Stat Point-of-care Testing
With a point-of-care in-office machine you can check all sorts of acute blood panels in your private practice. These stat machines can check all sorts of labs and provide you with a result within minutes.
- adenovirus for acute conjunctivitis
- lyme disease
- chlamydia
- H. pylori
- legionnella
- mono
- RSV
- troponin
- D-Dimer
Access to Specialists
This American Doc is a rapidly growing company which is expanding its list of telehealth specialists. This is fantastic for a private clinic which needs immediate or convenient access to a specialist on behalf of a patient.
It might be needing an EKG review or an evaluation of a rash to rule out Steven Johnson.
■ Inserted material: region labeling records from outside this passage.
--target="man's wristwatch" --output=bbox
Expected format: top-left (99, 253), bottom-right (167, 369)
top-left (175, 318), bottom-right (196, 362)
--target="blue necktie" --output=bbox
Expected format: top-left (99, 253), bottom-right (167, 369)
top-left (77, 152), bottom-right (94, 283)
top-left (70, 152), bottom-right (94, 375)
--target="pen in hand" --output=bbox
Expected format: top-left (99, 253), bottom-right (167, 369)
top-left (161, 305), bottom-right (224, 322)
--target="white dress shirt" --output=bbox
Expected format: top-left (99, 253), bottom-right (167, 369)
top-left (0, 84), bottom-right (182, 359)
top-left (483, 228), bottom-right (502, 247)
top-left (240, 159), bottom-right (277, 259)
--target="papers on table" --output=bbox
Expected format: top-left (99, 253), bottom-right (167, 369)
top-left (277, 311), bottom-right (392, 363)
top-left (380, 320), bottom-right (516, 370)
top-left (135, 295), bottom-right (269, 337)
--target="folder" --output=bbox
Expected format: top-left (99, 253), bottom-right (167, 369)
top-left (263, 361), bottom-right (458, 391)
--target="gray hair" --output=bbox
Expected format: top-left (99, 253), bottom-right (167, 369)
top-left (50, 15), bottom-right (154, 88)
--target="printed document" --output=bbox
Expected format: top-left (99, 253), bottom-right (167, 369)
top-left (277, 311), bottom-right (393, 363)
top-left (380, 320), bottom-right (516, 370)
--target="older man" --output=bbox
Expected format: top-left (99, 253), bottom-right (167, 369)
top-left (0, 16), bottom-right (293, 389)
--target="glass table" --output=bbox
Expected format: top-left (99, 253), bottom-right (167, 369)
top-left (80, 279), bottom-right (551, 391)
Maybe you need to talk to a psychiatrist to adjust a patient’s medication or determine the proper protocol for post-exposure prophylaxis.
Private Practice Opportunity
Many of you whom I’ve consulted with have your own private practice in dermatology, ENT, rheumatology, and integrative medicine. For the most part you guys love what you do and don’t see yourself retiring anytime soon. So what the fuck was I thinking signing up with KP at the start of my career??
The work isn’t easy but you have learned over the years how to ask for help and build more workflows to take the pressure off of yourself.
With this level of technology penetration in medicine, there is an option for many of us to start our own private practices. Because of technology it’s possible to do it on a small enough scale which curbs overhead and doesn’t create a ton of work for us.
And if Urgent Care seems too scary, the retail clinic model, specifically the low-acuity Walk-in Clinic, is gaining popularity as well.
Business Models
There are many urgent care business models you can follow. Urgent cares now can partner up with all sorts of other companies to deliver the services patients are asking for but not getting from their primary care or ER visits.
You can send patients home and get them IV treatment in their homes. This decreases your liability of complications inside your urgent care. It also decreases your need for space.
I’ve never seen so many happy faces getting IV’s.
You can even contract with a private ambulance company to send their EMT’s to the patient’s home for an evaluation. They can get all sorts of lab tests and offer interventions at lower costs than if the patient were to go to the ER or call 911.
You can even hire independent contractor RN’s to visit patients regularly for:
- in-home wound care
- colostomy management
- foley catheter care
- disimpaction
- bed sore management
You won’t need your own RN and can use other companies which have the entire infrastructure in place. They will even bill the person’s insurance company and you won’t have to handle any of the headache.
You’ll come out looking like a star because you have curated all these services for patients.
Urgent Care as a Career
If you’re a Primary Care doctor or ER doctor and have been eying Urgent Care medicine, I would highly recommend it.
Now that I’m retired from medicine, I genuinely miss the fast pace but simplicity of the cases in the Urgent Care. No follow-up, no complex relationship, capable nurses, and a limited number of conditions to worry about.
The colleagues you have are also worth mentioning. There is a lot you can learn from another doctor who actually gets some downtime to look something up. Running cases by each other builds camaraderie and makes the work more enjoyable.